• Tweede leven voor telescoop

    Speuren naar sterrenstof


    De telescoop van Westerbork leek afgeschreven. Maar dankzij een hypergevoelige nieuwe camera kan ze nu op jacht naar sterrenstof.
    in het kort

    De radiotelescoop in Westerbork leek rijp voor de sloop, maar krijgt nu toch een tweede leven.

    Door nieuwe technologie in te bouwen, wordt de telescoop – die bestaat uit veertien schotels, uitgespreid over een afstand van drie kilometer – omgetoverd in een hypergevoelige camera.

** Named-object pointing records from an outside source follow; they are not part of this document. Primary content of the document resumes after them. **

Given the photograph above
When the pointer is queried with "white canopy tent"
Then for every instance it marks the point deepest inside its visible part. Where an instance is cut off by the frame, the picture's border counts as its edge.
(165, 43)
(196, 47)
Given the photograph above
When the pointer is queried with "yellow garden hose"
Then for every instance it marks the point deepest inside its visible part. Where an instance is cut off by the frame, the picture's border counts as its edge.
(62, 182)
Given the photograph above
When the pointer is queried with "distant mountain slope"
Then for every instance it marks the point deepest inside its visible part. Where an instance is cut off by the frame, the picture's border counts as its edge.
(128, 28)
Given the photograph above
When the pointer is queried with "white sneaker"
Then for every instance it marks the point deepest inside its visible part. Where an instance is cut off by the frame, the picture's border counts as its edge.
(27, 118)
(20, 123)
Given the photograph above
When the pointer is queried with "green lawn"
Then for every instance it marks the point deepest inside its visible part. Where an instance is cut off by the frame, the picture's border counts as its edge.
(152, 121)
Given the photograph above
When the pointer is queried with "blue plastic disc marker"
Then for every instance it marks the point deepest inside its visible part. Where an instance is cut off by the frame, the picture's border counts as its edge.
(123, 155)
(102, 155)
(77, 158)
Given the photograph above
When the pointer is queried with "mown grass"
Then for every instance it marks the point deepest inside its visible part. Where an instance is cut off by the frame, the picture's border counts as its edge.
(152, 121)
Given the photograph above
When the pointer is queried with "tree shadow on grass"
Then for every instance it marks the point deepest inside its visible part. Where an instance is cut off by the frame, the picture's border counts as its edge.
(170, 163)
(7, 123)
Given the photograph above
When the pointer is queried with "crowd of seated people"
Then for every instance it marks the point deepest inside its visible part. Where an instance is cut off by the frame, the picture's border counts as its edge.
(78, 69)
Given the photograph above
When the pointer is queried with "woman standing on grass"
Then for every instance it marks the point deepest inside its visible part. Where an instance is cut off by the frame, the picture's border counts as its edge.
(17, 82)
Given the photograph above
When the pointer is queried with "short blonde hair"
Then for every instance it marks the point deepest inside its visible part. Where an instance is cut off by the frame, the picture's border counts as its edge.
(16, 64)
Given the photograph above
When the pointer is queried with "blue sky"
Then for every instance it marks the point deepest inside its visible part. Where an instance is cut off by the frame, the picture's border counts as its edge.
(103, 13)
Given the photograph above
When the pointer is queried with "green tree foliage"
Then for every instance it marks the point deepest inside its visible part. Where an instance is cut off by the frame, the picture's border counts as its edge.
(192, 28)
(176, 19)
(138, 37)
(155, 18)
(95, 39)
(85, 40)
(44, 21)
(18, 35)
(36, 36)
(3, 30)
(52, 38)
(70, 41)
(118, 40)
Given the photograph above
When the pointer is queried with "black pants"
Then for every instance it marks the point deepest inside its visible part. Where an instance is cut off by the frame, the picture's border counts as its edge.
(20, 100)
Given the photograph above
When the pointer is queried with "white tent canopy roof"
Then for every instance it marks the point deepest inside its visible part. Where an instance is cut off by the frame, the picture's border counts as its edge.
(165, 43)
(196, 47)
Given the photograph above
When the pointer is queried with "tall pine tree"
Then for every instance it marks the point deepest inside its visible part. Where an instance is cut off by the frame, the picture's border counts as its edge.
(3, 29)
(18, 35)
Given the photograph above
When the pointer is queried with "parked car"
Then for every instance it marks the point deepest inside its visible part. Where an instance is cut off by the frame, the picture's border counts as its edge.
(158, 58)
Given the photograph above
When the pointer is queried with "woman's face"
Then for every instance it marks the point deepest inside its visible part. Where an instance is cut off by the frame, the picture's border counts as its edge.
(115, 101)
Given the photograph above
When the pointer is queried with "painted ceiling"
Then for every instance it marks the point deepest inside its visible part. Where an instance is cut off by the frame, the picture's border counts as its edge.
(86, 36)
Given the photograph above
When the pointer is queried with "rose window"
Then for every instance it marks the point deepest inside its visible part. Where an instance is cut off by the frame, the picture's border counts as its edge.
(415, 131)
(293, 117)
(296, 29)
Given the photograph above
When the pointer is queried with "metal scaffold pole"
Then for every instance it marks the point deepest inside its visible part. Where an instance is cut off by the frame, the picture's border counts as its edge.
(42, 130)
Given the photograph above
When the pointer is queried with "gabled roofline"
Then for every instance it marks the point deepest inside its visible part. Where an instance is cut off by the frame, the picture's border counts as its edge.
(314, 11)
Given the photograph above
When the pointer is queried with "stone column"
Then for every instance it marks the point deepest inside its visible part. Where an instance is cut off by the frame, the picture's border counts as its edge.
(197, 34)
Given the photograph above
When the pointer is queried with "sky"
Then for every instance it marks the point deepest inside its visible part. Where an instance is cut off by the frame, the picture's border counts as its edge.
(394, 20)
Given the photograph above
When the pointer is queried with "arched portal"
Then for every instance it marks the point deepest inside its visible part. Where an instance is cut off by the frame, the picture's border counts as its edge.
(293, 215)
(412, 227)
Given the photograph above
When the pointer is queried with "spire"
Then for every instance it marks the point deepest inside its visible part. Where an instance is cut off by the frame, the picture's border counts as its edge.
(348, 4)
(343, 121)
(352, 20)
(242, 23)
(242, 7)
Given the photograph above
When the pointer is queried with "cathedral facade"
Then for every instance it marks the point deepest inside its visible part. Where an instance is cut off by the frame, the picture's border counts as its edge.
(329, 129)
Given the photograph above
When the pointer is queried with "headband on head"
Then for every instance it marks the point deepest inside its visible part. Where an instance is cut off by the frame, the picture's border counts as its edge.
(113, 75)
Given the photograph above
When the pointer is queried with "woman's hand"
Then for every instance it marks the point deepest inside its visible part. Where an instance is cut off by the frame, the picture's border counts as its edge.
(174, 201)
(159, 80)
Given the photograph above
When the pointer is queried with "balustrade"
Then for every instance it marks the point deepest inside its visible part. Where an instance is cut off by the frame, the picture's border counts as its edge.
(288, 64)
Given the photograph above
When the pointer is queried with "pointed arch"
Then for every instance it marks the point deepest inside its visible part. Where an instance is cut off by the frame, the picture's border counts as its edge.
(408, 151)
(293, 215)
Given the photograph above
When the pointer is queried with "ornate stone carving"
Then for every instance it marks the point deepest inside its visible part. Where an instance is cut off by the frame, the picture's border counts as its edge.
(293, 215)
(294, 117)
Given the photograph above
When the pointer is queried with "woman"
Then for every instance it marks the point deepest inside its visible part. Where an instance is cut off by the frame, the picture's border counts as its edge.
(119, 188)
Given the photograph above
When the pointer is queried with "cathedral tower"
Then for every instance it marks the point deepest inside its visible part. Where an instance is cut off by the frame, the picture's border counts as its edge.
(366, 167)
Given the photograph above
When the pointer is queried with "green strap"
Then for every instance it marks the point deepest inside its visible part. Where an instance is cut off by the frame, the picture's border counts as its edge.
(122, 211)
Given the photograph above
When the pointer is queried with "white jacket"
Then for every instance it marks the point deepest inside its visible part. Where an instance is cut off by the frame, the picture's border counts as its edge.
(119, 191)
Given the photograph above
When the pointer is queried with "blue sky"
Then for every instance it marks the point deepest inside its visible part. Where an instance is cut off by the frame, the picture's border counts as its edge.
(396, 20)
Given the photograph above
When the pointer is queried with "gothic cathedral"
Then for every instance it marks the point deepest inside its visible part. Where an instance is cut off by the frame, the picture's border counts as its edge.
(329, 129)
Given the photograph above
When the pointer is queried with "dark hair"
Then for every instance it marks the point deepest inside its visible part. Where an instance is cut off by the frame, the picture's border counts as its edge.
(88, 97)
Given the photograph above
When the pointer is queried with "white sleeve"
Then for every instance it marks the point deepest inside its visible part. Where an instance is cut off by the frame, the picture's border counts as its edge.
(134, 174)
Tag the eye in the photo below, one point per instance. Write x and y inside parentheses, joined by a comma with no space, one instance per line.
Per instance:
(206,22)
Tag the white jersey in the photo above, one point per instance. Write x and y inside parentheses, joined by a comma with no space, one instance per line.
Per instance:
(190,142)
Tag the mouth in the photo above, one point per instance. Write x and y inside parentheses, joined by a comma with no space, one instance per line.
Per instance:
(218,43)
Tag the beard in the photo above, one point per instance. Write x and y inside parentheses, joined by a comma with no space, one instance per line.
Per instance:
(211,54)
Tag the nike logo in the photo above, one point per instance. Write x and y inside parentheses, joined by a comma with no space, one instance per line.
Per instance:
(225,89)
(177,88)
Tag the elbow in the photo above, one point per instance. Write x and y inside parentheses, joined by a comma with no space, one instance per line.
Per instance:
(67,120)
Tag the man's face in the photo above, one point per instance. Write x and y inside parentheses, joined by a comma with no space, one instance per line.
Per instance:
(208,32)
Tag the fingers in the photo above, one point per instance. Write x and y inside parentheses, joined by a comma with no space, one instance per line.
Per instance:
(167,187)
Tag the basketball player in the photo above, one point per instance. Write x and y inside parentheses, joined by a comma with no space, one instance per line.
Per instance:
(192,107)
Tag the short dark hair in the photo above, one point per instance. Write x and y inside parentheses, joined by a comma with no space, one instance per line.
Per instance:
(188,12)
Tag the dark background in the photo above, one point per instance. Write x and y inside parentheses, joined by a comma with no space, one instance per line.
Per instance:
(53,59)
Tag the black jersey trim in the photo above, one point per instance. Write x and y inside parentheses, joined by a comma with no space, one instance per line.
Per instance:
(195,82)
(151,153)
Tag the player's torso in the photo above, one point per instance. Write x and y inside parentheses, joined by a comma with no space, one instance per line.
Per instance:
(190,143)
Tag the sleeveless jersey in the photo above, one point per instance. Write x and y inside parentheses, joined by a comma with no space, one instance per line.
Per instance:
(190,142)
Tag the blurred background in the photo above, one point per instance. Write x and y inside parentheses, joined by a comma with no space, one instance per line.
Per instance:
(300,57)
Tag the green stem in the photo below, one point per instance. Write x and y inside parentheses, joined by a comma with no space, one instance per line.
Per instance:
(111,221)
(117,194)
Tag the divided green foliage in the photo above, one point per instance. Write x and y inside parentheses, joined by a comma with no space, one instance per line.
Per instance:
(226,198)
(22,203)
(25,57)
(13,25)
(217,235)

    Naar schatting zal ‘Apertif’, zoals de camera heet, vanaf december de hemel afspeuren naar signalen uit de ruimte.

    RUG-astronoom en Vici-winnaar Marc Verheijen zal de output van Apertif verwerken, om uiteindelijk de verdeling van waterstofgas – het basisingrediënt van het universum – in het heelal nauwkeurig in kaart te brengen.

    Ook hoopt Verheijen te achterhalen hoe waterstof zich beweegt in melkwegstelsels in het uitdijende heelal.

    Nieuwe technologieën maken de installatie een stuk gevoeliger dan voorheen. Zijn er tot dusver ‘slechts’ een krappe duizend sterrenstelsels onderzocht, met Apertif verwachten de onderzoekers in de komende vier jaar zo’n 100 duizend stelsels te kunnen onderzoeken.

    volledige versie

    Leestijd: 8 minuten (1285 woorden)

    Ze is al een oude dame. En als dit project niet voorbij was gekomen, dan was ze al drie jaar geleden definitief afgeschreven. ‘Is het dan niet mooi dat ze een tweede leven krijgt? Dat ze zich nog vijf of tien jaar nuttig kan maken voor de wetenschap?’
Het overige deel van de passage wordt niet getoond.